The China Study — Summary

Learn how a change in your diet can prevent and sometimes even reverse diseases.

The health of many westerners has steadily worsened despite big advancements in medicine and healthcare. The rate of diabetes among 30–39 year-olds rose by 70% between 1990 and 1998 and since 1970 cancer rates have risen.

Even modern medicine with all its advancements hasn’t come up with a “magic pill.” Overconfidence in medicine to help us remain healthy doesn’t always seem reliable too because the medication can have severe side-effects.

A way better focus would be to prevent disease instead of waiting for it and then try to solve it. The biggest long-term health factor turns out to be nutrition.

Maintaining a healthy diet has shown to prevent and even reverse early stages of heart diseases.

Protein, we don’t need nearly as much as we think

The China Study

In the early 1980’s, researchers from Cornell University and the University of Oxford performed in one of the largest ever public health studies in partnership with the Chinese government.

The Chinese Premier had already encouraged a series of cancer studies which had produced several decades of data in the so-called Cancer Atlas. The Atlas gave the Cornell-Oxford researchers a good primer for their own study.

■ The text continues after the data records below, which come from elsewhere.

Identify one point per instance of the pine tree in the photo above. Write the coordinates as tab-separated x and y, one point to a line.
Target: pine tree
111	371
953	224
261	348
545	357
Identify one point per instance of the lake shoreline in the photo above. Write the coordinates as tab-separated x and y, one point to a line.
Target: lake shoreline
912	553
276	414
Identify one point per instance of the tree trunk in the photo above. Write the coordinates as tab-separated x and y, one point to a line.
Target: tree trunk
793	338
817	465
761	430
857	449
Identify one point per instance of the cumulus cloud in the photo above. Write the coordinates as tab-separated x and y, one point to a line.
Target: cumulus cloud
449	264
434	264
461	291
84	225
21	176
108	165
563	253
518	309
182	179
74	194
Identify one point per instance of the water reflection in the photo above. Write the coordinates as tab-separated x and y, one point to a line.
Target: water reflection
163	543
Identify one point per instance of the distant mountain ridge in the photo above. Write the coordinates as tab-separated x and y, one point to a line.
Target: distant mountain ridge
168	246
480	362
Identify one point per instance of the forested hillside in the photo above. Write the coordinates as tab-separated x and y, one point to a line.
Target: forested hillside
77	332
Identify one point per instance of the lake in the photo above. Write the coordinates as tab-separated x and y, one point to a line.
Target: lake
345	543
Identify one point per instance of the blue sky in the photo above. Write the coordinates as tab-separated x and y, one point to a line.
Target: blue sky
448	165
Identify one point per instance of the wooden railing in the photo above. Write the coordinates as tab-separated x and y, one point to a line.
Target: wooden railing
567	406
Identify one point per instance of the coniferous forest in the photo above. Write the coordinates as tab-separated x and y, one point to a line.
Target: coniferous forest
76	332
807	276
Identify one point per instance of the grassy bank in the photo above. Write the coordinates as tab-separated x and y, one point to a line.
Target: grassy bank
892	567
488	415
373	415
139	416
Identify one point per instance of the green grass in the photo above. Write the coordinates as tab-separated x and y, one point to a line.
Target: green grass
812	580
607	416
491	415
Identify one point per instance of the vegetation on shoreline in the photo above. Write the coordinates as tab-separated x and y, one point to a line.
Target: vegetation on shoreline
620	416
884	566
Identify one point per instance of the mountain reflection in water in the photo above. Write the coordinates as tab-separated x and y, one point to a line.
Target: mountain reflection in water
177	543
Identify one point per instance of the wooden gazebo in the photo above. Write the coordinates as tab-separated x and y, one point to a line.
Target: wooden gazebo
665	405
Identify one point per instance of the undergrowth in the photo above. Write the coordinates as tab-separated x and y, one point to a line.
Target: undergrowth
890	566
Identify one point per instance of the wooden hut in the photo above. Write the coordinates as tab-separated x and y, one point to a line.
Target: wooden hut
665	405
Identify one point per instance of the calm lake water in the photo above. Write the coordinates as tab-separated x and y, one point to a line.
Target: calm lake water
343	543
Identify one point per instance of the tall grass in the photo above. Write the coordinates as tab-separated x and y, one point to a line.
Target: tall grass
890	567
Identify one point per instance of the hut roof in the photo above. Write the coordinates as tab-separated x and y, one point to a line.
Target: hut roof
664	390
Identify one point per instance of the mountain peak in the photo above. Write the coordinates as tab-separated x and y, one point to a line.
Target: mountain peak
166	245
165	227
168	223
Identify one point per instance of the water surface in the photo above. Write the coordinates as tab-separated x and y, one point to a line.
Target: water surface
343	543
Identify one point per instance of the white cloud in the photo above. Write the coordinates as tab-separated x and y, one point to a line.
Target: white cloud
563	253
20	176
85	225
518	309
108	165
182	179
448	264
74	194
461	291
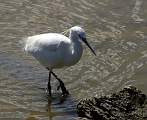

There were two good reasons the study was performed in China. First, China has a very genetically homogenous society which means genes wouldn’t distort the results. Second, Illness rates vary widely by region sometimes by a factor of 100, thus if genetics aren’t to blame, environmental factors likely play a big role. These conditions were perfect for a study about how environment factors like diet, influenced health.

Another great opportunity for the study was the fact that diets in China vary between primary plant-based to a more animal-based protein which gives a nice opportunity to see how it correlates with specific diseases.

Animal-based diets

A China consumption of animal-based protein is closely tied with eating less fat. A Study found that Chinese women whose intake of dietary fat averaged 24% had a higher risk of developing breast cancer than those whose intake was 6%.

The China study revealed a strong connection between diets high in animal proteins and cancer.

Low protein diets have the ability to decrease enzyme activity by 76%. Enzymes enable carcinogens (cancer-causing agents) to convert normal cells into cancerous cells. Even if carcinogens are present in the body, they are less likely to infect the body’s cells because there is around 76% less enzyme activity on low protein diets.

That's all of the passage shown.